State-owned utility company in Jharkhand state, India

Jharkhand Bijli Vitran Nigam Limited (JBVNL), formerly Jharkhand State Electricity Board (JSEB) is a Government of Jharkhand enterprise, entrusted with the generation and distribution of electrical power in the state of Jharkhand, India. It suffers a loss of more than ₹1,000 crore (US$200mn) every year.

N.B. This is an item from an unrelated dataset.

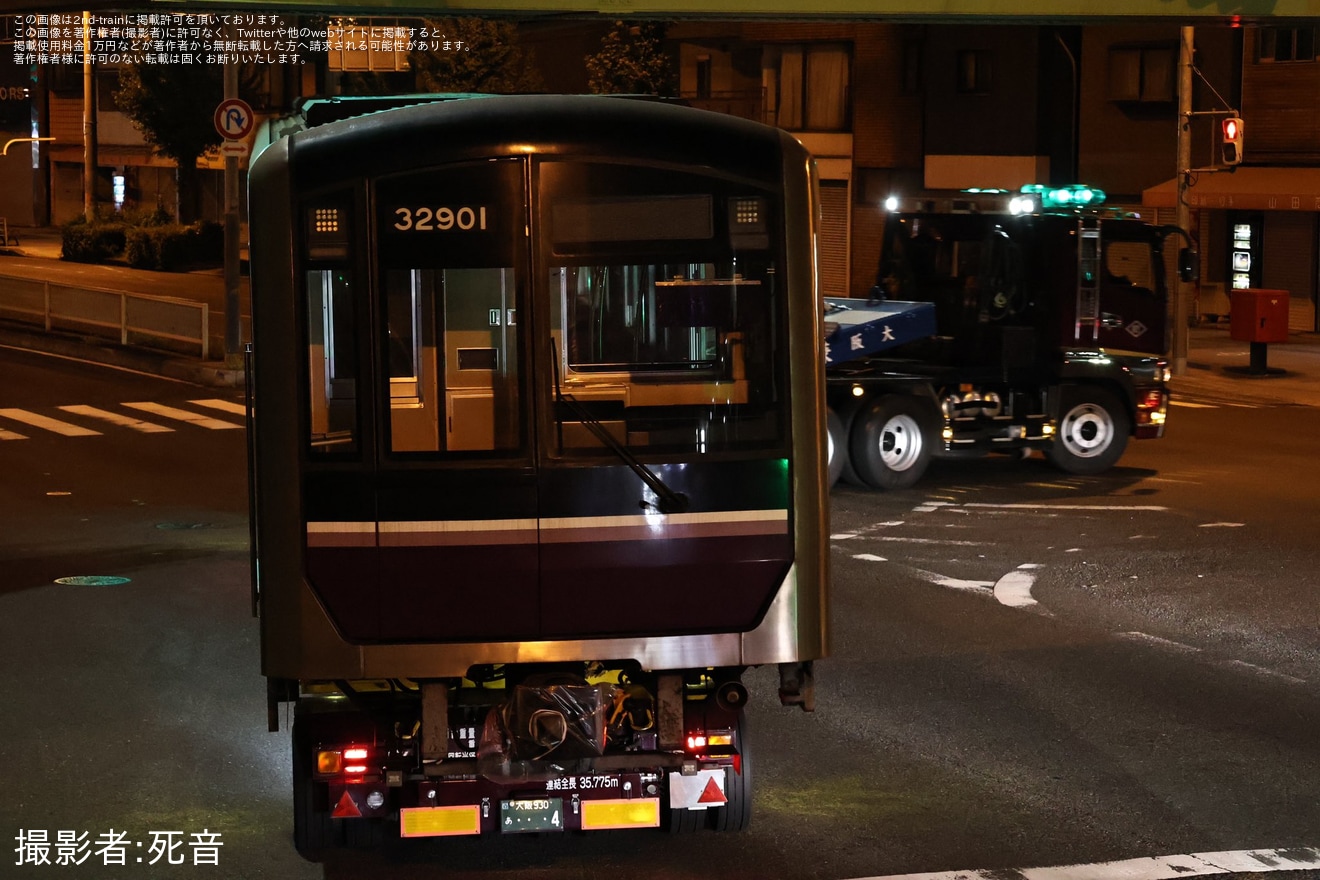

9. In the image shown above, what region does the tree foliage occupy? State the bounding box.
[586,21,675,96]
[115,63,240,223]
[408,18,544,95]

JSEB was established on March 10, 2001, under the Electricity (Supply) Act, 1948, resulted from the bifurcation of Bihar. In 2011, it was revealed that in the last ten years, as much as ₹80 crores in outstanding dues to various units had been waived. Former Chief Minister Madhu Koda, in prison for graft since 2008, waived of a ₹10 crore bill from a company owned by fellow minister Vinod Sinha, who is also in jail on graft charges.

JBVNL was incorporated on October 23, 2013, and commenced operations on January 6, 2014.

==Power Plants==
- Patratu Thermal Power Station. It has an installed capacity of 840 MW. The generating units of the power plant are very old and is operating at around 10% PLF. The power plant is undergoing renovation.
- Subernrekha Hydel Power Station, Sikidiri, a 130 MW (2x65 MW) hydel power plant.